En entendant ces paroles, le réfugié que Khoya venait de désigner releva la tête, se retourna et dit :
– « Votre Altesse, les choses ne se sont pas passées comme il vous l’a dit. Ces gens et les serfs ont conspiré pour nous faire chanter. Chaque fois qu’ils distribuent du porridge, ils réclament de l’argent. Lorsque vous nous avez accueillis, vous nous avez bien dit que la nourriture serait gratuite!

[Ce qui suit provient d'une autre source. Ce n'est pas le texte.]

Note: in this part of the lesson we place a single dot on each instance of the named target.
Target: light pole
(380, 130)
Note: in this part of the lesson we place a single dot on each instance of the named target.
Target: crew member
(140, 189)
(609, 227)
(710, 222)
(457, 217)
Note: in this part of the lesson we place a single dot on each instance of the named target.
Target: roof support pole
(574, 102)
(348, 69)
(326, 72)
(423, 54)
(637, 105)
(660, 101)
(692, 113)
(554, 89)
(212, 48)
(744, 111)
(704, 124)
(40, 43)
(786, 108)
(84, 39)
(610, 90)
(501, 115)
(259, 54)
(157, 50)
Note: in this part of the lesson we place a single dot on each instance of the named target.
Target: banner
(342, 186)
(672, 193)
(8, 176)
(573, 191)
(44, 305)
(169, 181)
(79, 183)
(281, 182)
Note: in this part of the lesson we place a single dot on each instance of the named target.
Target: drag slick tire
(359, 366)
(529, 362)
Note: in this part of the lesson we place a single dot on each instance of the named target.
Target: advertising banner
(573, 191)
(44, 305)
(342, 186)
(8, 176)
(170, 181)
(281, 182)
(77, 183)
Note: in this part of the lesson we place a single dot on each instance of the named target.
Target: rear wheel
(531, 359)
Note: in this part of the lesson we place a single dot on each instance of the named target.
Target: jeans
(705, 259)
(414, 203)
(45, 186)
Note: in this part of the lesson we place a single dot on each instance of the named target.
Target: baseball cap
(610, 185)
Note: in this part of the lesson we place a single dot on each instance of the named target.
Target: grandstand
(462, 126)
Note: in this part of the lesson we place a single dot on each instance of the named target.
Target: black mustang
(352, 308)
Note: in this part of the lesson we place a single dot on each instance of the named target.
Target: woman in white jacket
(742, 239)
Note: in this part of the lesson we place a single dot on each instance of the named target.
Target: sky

À l’écouter parler, Roland fut un peu surpris. Tous les réfugiés qui venaient de la côte Est avaient été passés au peigne fin par le personnel de l’Hôtel de Ville. Ils avaient répertorié tous les artisans, les personnes ayant des capacités spéciales et qui savaient lire et écrire. Ceux-ci ayant été déplacés vers le cercle intérieur, les personnes qui vivaient à cet endroit étaient supposées être des gens du peuple. Cependant, à en juger par le ton de sa voix et son vocabulaire, cet homme n’avait pas l’air d’en faire partie.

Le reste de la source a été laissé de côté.